Whether, then, we look out and away from the small little cubicles of our own tiny segment of the world or whether our thoughts search the deep, inner space of our personal lives, we begin to associate with John the Baptizer in today's Gospel reading. "Surely," he is saying, "if you are truly representing the God whom I was sure you were going to represent, you would put the feet of the world to the fire of God's judgment." What else can we deduce that John expected of Jesus when he had said only months earlier, "He who is coming after me is mightier than I, whose sandals I am not worthy to carry. He will baptize you with the Holy Spirit and with fire. His winnowing fork is in his hand, and he will clear his threshing floor and gather his wheat into the barn, but the chaff he will burn with unquenchable fire." (Matthew 3:11, 12)

John, himself, had already taken the "winnowing fork" of God's judgment into his own hand, calling out Herod for his adulterous action. "It was Herod who had sent and seized John and bound him in prison for the sake of Herodias, his brother Philip's wife, because he had married her." John had openly challenged this marriage, saying, "It is not lawful for you to have your brother's wife." (Mark 6:17-20) It was Herodias who had goaded her husband into putting John into the cell from which he sent his disciples on the day recorded in our text. Was this not something of a "model" for the one who was "mightier than he" who would clear his threshing floor and gather his wheat into the barn while burning the chaff left from the winnowing fork of God's righteous judgments? Why wasn't Jesus doing the same, whether it was challenging crooked merchants or a morally lax society or some other such thing?
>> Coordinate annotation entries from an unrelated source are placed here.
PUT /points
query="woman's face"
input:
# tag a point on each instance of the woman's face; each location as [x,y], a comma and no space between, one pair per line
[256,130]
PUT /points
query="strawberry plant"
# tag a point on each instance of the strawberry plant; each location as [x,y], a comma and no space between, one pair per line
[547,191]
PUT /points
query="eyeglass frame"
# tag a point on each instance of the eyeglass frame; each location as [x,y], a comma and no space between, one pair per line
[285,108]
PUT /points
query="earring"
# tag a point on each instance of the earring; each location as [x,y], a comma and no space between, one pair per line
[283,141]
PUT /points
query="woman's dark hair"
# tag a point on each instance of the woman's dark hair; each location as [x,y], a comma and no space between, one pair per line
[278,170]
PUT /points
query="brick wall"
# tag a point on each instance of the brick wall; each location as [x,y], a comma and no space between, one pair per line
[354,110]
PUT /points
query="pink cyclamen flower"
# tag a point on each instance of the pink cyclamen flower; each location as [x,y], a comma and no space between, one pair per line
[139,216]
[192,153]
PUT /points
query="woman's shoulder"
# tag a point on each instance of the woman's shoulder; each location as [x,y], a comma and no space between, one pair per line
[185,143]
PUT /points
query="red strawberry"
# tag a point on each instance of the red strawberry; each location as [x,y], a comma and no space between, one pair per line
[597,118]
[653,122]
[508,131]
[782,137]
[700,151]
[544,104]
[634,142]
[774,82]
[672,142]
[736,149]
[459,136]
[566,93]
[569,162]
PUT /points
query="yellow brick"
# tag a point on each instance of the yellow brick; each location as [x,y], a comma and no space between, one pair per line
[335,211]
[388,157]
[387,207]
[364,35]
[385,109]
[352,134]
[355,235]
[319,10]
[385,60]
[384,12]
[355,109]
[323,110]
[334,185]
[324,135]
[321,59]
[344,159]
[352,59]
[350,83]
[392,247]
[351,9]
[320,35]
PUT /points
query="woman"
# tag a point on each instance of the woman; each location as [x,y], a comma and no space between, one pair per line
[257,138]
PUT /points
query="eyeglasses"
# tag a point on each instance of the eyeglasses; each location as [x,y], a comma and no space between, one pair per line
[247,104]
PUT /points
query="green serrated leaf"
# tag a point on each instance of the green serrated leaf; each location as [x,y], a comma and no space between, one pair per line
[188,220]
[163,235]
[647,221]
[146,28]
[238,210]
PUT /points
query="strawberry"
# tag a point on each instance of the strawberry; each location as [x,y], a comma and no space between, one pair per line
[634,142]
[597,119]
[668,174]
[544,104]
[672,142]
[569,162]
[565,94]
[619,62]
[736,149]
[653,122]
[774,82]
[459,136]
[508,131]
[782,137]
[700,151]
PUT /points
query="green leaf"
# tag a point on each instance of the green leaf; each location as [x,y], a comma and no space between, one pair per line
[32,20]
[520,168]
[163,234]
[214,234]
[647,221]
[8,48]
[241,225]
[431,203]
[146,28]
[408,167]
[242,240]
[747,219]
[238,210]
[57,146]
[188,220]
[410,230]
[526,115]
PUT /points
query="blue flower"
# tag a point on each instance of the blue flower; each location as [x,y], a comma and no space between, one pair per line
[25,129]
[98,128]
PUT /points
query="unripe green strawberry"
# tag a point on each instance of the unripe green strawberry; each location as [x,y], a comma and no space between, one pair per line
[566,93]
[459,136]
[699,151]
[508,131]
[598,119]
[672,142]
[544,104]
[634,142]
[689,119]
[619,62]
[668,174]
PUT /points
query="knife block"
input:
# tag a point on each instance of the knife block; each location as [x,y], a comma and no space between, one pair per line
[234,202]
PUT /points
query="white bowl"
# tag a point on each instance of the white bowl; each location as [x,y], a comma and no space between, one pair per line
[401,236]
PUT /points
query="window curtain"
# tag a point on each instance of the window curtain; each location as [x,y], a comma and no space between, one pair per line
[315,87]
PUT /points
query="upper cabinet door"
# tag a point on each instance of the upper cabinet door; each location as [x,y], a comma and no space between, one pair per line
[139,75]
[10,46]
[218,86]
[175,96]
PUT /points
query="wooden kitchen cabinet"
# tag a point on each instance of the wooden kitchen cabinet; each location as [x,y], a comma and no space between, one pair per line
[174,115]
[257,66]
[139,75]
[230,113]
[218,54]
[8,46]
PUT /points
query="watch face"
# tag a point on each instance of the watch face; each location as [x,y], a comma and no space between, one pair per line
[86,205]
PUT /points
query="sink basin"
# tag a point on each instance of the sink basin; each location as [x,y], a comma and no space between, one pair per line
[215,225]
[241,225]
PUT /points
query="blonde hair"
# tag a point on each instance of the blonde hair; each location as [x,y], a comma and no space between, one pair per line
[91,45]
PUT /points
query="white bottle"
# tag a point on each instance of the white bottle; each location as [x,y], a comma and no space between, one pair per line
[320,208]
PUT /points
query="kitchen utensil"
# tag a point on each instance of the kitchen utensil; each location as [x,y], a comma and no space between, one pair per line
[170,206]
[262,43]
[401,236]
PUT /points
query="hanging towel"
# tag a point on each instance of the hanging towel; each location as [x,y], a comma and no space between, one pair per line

What was Jesus waiting for? The reports that John could garner in the isolation of his imprisonment did not resonate with John's expectations in the least. "Are you the one who is to come, or shall we look for another?" Our concerns about God's apparent inaction in the face of the worldly evil in our own day are all echoes of John's question. Much as we love God and his Son Jesus, we are quite sure that he should more actively address the wickedness of this world. That is what we say - dare we say it this way? - out of the smugness of our own righteous indignation that the world is not shaping up according to the standards we would expect if it were truly ruled by God as we would expect him to rule it. (Of course, as was noted earlier, in more quiet and introspective moments we also recognize that such a righteously indignant God would sweep us up in our own sinfulness no less than he would clean up the world around us!) But, still ... why does God stand so idly by?

JESUS' RESPONSE

"Idly by?" Jesus says! "The problem is that you do not see that the winnowing fork is, indeed, in my hand! You look, but do not see. You listen, but do not hear. My separation of the wheat from the chaff is as clear as day for all who have eyes to see. The awful oppression of blindness is put down in favor of sight wherever I go. Is that not truly a ‘separation of wheat from chaff?'

"Or do you not recognize the miserable imprisonment that lameness imposes on a person? I burn that imprisonment with the fire of eternity, giving mobility to those who have been disabled by this foe.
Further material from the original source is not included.